La follia degli Arcuati

- Quando Ubaldo degli Arcuati scendeva dal torrino l'orologio del palazzo municipale batteva la mezzanotte. Era così tutte le sere. Ubaldo degli Arcuati era l'ultimo discendente di un'antica famiglia per secoli dedita all'esercizio delle armi: sia in pace che in guerra. Solo Ubaldo, figlio degenere, poco amante della vita del campo e della guarnigione ed alieno da strane avventure nel cuore della notte tra i vicoli e gli antri più cupi della città, alle armi aveva preferito la freddezza dei codici e il maleodorante olezzo delle pandette. Lui era l'avvocato e in quel di Serralunga era il migliore. In fondo l'avito spirito battagliero in Ubaldo era diventato logica ferrea, dialettica dirompente nella potenza oratoria dell'arringa. Già! ma che ci faceva tutte le sere sopra il torrino? - Chiedeva sempre zio Gustavo mentre con l'indice della mano destra indicava, per l'appunto, il torrino. E noi ragazzi, mentre la luna illuminava i pipistrelli e una falena roteava come scioccata intorno all'unica lampadina del portico, rispondevamo in coro: "Già, cosa ci faceva?"

- Ubaldo degli Arcuati cercava e cercava, tra le carte e la polvere dell'archivio di famiglia, la storia di Sulaima, una bellissima femmina cairota che Sigismondo degli Arcuati, ufficiale napelonico, condusse con sé all'indomani del rinvenimento della stele di Rosetta. Sigismondo amava Sulaima ma l'animo di lei era malvagio. Ella conosceva i segreti del mondo infero e confezionava filtri e pozioni. E nè mentre si concedeva in lascivi amplessi, tracciando nella penombra dell'alcova misteriosi segni, pronunziando mezza voce i numeri della cabala, invocando con la forza del pensiero il demonio Asmodeo, faceva precipitare Sigismondo nel più profondo nero sito nel mezzo della salata depressione del Mar Caspio.
Sigismondo degli Arcuati finì in preda alla follia... Urlava di notte sul torrino mentre inquietanti uccelli neri, come inchinandosi di fronte ad un'enorme regina dal corpo di civetta, lanciavano il loro richiamo verso sperduti branchi di cani randagi. Sigismondo morì. Di Sulaima non si seppe più nulla.
Ma la storia dei due amanti, varcando le mura di Palazzo Arcuati, raggiunse Serralunga dove, per le piazze e per i vicoli, ognuno ne parlava segnandosi rapido con un dito.

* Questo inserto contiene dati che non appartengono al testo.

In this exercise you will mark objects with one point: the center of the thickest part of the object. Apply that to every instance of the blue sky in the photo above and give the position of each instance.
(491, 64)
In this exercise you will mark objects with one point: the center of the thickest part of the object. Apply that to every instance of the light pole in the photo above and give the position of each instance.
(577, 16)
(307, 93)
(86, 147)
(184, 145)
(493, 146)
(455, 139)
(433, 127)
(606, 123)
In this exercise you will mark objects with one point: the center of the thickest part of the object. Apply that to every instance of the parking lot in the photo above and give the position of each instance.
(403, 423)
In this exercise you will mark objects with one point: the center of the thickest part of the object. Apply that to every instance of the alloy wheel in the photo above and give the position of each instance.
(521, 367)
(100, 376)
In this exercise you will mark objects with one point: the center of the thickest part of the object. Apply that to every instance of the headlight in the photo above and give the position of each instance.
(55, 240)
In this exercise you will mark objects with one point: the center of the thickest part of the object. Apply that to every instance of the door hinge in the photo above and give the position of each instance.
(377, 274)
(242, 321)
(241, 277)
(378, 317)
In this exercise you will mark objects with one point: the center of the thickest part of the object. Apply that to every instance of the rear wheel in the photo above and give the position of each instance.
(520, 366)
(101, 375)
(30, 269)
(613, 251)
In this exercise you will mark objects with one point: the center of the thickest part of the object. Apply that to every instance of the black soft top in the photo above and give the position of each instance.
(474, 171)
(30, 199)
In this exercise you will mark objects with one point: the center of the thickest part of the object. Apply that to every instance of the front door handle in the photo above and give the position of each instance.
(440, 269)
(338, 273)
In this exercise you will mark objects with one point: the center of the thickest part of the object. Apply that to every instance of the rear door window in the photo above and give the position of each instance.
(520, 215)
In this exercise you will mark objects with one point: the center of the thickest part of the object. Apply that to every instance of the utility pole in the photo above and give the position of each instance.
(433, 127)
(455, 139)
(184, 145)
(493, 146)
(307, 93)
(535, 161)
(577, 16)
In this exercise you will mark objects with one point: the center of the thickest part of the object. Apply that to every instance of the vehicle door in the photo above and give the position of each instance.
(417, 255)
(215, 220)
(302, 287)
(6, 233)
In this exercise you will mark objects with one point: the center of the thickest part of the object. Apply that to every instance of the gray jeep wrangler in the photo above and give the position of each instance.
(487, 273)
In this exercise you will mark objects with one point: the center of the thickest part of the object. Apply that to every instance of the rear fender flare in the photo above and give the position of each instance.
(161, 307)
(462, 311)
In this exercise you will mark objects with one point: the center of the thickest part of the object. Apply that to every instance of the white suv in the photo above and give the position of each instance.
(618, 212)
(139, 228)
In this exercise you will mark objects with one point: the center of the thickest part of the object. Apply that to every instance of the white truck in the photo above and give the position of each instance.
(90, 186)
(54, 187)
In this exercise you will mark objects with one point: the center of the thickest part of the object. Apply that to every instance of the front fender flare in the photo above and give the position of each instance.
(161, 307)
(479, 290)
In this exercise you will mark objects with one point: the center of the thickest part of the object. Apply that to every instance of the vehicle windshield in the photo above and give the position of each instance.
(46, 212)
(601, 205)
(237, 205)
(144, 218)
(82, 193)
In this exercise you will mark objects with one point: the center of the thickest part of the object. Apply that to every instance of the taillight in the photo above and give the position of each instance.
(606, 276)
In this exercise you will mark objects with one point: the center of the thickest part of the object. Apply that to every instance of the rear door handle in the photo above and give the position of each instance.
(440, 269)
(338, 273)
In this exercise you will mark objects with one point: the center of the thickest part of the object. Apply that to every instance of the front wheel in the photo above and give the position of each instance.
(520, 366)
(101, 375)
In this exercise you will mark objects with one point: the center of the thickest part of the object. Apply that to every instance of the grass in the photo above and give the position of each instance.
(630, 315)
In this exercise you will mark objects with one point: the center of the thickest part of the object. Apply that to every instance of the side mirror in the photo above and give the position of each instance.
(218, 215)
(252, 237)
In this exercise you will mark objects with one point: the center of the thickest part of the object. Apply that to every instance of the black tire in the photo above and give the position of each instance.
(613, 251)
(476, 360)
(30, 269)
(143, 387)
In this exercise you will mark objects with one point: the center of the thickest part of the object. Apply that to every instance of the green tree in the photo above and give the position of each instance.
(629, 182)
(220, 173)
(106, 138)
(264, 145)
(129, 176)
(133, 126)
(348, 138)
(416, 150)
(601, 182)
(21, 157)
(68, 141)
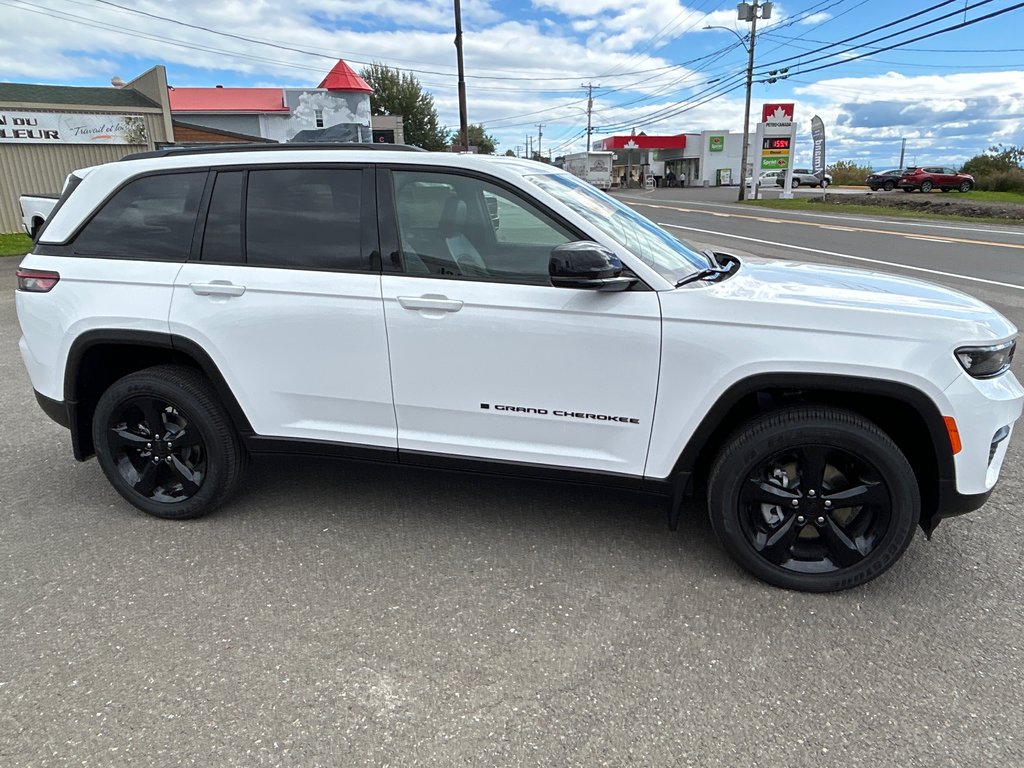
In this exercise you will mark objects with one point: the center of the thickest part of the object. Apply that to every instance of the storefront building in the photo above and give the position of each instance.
(337, 110)
(46, 131)
(705, 159)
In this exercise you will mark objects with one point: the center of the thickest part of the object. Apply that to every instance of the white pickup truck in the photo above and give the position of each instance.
(35, 210)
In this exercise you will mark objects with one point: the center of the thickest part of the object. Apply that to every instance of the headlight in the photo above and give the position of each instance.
(984, 363)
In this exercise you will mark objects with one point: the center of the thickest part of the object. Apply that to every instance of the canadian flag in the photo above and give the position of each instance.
(776, 113)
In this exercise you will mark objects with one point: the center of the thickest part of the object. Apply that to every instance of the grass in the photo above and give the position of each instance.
(1017, 198)
(819, 207)
(14, 245)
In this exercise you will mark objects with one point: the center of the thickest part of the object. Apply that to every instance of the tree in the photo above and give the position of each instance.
(400, 93)
(996, 160)
(848, 172)
(484, 142)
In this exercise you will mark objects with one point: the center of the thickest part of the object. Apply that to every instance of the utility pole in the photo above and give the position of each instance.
(590, 108)
(749, 12)
(463, 119)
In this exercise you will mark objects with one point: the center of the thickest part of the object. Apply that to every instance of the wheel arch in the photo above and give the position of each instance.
(99, 357)
(906, 414)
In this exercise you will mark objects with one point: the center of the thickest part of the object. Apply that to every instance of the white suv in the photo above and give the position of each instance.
(182, 310)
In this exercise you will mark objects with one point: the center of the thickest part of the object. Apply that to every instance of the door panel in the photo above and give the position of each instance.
(301, 343)
(304, 352)
(524, 373)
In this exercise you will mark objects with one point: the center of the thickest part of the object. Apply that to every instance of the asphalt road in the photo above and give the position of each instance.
(338, 614)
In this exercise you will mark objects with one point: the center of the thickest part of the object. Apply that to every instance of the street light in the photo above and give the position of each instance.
(748, 12)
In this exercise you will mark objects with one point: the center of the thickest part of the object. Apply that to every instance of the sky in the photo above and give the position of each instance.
(653, 66)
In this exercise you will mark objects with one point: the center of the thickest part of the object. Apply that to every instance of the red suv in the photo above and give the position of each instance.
(929, 177)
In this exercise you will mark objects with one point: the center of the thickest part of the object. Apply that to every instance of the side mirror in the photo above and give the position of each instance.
(589, 265)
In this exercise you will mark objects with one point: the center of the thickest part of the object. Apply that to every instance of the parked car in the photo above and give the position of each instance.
(887, 180)
(184, 309)
(927, 178)
(35, 210)
(804, 176)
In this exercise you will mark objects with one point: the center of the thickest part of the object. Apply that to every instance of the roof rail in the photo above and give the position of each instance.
(168, 152)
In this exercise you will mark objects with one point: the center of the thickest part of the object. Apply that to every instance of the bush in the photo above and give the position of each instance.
(847, 172)
(1010, 180)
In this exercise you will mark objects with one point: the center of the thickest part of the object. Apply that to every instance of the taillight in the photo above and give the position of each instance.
(37, 281)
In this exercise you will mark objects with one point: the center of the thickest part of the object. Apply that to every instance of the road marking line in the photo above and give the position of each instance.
(848, 256)
(930, 239)
(1015, 246)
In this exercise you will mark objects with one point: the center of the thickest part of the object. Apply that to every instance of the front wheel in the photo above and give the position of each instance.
(813, 499)
(166, 442)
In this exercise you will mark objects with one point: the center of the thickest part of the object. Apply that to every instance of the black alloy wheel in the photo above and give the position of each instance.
(166, 443)
(158, 450)
(813, 499)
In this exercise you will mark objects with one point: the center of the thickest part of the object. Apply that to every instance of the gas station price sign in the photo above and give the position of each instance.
(775, 145)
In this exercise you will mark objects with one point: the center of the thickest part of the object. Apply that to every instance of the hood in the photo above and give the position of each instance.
(803, 295)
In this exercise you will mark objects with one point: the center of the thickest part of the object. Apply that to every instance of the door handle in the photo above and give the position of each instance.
(430, 302)
(217, 288)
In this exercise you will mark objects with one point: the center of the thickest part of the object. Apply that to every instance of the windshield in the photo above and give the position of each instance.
(639, 236)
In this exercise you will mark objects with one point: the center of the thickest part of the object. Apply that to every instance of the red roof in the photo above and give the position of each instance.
(644, 142)
(227, 99)
(341, 78)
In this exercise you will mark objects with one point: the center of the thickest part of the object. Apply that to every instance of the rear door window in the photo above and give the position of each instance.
(304, 218)
(150, 218)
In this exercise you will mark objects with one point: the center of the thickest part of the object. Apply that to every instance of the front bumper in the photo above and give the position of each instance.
(985, 411)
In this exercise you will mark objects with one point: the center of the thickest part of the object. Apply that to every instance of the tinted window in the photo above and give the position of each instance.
(222, 238)
(304, 218)
(148, 218)
(457, 226)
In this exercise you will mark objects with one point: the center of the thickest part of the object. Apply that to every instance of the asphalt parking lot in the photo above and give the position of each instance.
(341, 613)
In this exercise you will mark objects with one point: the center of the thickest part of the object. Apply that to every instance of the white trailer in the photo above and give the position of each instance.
(594, 167)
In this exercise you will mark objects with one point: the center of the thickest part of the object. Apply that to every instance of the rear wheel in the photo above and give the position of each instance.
(166, 443)
(813, 499)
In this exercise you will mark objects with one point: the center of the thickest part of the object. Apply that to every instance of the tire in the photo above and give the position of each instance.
(757, 492)
(185, 476)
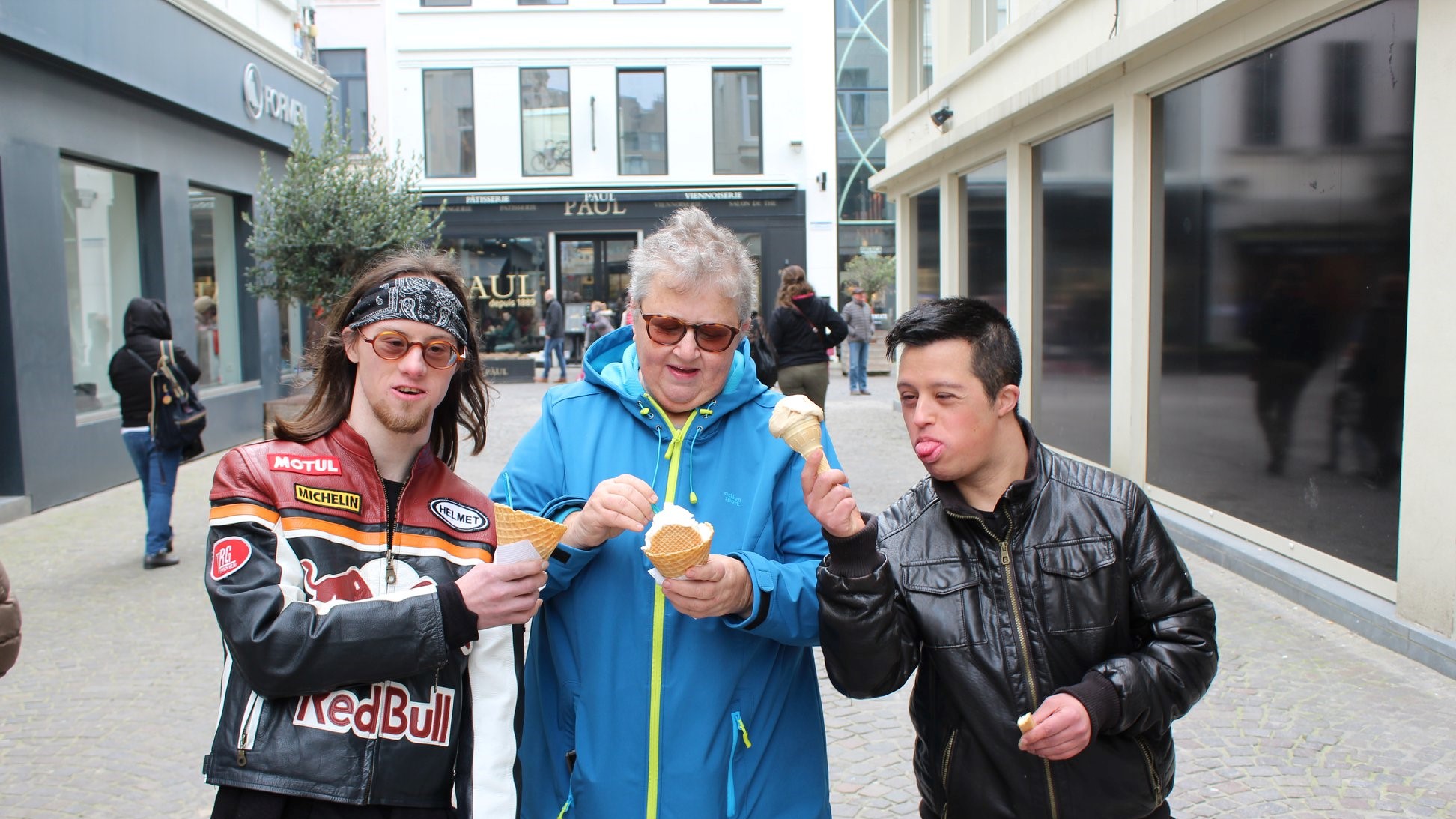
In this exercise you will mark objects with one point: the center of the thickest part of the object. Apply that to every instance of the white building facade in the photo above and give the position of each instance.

E Ubaldo cercava cercava. Quando una sera di un venerdì santo, nell'aprire un quaderno pieno di polvere e ragnatele, Ubaldo cominciò a tossire. Era una tosse secca, fastidiosa, che gli squassava il petto. Ubaldo si accasciò. sentì il bisogno di sedersi... Il rombare del tuono infranse il silenzio della notte. Un lampo di luce blu illuminò il torrino. Sulaima era lì, di fronte a Ubaldo. Non era sola. Asmodeo le dava il braccio. Ubaldo urlò e si precipitò giù dal torrino... - Udimmo il verso della civetta. Rabbrividimmo. Zio Gustavo, improvvisamente serio e accigliato, si accese la pipa.